Drivers August 3, 2010 Adaptec AHA-2940 PCI SCSI driver for 64-bit Vista (x64)/Windows 7 (x64)

Intel 82852/82855 GM/GME mobile display drivers for 32-bit Vista (x86) (XDDM) and perhaps 32-bit Windows 7 (x86)
Top books January 23, 2010
Welcome January 3, 2010 Welcome to my redesigned personal website!

Winter break at the UW now comes to a close. I was able to get a lot done during the two-and-a-half weeks, and even took breaks for skiing and an evening trip to the Warehouse rock gym in Olympia, but my main project, which was to upgrade DBEdit, ended up taking much longer than expected.

DBEdit is the custom-built editing application for the thai-language.com lexicon. The current version is a C++/Win32 application version that dates back to 2000. It incorporated a statically-linked component called 'DBManager' to manipulate the in-memory database. For many years, the 'reading' half of DBManager's functionality was used by the production website to render webpages as well. At first this was achieved through a COM interface. When Microsoft introduced .NET to the server platform, the DBManager COM object was wrapped with a .NET assembly wrapper. Finally, about two years ago, the database reading functions were rewritten in C#.

However, this fork between the C++ and C# versions--the two shared only a common on-disk file format--caused development to become blocked by parallel code maintenance concerns.

So, my task over the past few weeks was two-fold: First, database writing capability had to be added to the C# code, and second, DBEdit had to use these new routines to manipulate the database. To do so, it would have to use the mixed-mode feature of the C++/CLI language. Mixed-mode allows a program to include both native C++ and managed C# code. This was important because DBEdit has thousands of lines of user-interface code that would take too long to rewrite.

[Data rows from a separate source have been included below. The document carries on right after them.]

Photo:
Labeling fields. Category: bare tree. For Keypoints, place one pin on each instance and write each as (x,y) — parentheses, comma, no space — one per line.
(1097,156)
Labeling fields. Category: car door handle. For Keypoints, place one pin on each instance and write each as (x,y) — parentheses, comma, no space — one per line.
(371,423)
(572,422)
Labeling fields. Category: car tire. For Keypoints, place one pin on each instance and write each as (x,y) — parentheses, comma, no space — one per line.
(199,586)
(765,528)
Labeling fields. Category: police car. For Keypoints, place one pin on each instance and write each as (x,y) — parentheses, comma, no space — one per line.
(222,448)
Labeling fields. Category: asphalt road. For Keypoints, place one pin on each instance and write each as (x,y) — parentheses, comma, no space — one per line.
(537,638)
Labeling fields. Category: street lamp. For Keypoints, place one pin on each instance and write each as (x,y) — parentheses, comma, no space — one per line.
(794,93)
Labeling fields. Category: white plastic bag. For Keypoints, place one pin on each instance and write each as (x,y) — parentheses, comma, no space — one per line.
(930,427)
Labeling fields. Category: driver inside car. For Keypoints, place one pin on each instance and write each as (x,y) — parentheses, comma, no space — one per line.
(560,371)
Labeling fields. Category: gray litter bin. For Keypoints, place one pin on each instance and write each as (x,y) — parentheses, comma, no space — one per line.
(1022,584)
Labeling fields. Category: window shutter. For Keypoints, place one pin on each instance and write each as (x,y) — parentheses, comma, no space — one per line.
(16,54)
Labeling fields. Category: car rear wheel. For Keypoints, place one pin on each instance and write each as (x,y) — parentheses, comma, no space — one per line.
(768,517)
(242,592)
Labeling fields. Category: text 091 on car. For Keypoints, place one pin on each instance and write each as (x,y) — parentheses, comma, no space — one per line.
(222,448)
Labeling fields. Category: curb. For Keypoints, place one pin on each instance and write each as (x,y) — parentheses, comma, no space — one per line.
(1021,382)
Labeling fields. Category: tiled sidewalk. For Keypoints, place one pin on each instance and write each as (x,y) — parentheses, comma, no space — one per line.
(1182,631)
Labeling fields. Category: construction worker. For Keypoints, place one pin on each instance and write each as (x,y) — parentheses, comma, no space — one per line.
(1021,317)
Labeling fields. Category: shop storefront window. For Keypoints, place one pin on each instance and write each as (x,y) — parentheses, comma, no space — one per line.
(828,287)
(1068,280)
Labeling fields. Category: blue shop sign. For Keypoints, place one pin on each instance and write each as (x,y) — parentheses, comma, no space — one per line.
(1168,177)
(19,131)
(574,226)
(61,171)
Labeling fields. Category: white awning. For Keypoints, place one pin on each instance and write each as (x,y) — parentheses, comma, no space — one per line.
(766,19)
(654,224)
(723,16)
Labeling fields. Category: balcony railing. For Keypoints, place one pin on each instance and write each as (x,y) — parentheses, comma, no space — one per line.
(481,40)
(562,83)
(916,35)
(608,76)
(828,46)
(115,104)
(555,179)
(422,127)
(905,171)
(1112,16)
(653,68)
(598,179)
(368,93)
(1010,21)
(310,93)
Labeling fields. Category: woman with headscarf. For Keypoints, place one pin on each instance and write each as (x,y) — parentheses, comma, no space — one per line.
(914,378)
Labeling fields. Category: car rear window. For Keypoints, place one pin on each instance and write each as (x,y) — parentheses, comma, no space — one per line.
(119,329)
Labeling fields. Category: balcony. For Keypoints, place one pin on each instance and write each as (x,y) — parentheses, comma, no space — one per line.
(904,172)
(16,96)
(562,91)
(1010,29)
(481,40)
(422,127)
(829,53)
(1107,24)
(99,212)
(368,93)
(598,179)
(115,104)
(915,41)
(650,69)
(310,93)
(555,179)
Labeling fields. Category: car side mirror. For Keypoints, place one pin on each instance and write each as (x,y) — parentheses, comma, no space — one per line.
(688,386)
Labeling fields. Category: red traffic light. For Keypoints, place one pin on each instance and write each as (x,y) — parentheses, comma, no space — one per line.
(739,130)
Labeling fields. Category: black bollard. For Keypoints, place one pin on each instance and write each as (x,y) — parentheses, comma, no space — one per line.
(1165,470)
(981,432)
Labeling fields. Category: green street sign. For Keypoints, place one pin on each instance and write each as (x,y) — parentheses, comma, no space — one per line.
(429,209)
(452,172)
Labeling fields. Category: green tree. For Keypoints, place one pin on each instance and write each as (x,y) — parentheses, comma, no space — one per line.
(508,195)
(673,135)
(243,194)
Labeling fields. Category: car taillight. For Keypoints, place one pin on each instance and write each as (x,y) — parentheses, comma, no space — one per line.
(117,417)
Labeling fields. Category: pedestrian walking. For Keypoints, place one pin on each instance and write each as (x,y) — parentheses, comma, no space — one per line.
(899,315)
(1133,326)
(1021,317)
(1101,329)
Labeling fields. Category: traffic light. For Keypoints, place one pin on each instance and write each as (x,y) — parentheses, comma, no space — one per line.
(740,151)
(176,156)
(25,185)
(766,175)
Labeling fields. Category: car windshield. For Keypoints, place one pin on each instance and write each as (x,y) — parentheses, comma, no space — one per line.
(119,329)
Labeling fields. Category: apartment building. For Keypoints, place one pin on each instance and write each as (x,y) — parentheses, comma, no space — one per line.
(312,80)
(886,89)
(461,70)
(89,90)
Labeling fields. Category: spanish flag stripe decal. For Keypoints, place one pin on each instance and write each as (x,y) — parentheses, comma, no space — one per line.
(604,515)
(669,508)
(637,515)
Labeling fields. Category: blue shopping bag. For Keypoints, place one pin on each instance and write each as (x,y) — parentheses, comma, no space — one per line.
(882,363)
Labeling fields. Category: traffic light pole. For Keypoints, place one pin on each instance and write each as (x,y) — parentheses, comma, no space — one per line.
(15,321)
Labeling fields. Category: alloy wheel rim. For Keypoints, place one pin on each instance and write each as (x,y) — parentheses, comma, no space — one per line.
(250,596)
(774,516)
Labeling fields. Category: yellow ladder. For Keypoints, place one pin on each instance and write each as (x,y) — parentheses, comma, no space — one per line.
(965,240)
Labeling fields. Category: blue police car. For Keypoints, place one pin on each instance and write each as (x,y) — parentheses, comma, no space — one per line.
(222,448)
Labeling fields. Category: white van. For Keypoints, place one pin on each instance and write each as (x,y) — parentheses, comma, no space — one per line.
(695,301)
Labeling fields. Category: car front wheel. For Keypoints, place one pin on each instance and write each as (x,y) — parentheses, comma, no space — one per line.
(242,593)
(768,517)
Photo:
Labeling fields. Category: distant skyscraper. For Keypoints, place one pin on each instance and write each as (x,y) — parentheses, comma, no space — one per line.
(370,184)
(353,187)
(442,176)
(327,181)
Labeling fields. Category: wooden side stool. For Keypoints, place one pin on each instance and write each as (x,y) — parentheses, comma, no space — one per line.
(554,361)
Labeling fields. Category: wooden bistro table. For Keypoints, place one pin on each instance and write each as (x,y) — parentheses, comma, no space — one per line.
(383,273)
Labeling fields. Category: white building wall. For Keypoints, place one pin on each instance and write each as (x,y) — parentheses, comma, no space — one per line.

Ripping DBManager out of DBEdit was easy. I created empty stub functions in the header file, and made sure that the program still compiled. That's where I stood an hour into the project, not knowing there would be a few hundred to go. Perhaps a clue should have been that there the header file of empty stub functions was 3700 lines long. Next, I used Visual Studio code analysis features to eliminate functions that were not needed. To the remaining stubs, I added a C++ 'throw' statement, and began a tedious cycle of running DBEdit, to see where it would halt, telling me what the "next" function I had to port over was.

Pretty quickly, I had the first screen up, using the managed C# back-end. However, booting the program to that point did not require any database writing, and I had already known that the reading part of the managed code worked. However, having gotten the program to boot and prove the concept of my mixed-mode vision, I now started to move away from the idea of keeping all my changes coralled in the stub file: I now felt comfortable with abandoning the ability to compile DBEdit the old way, and I started putting managed C++/CLI code directly in DBEdit.

As I mentioned, it may have taken as much as 300 hours to finish the job. I had to be extra paranoid with the database writing code, since bad code here would introduce corruption into the database, possibly ruining my website's most valuable asset. Testing the new version is now ongoing and my assistant in Phuket, David, has been invaluable in this.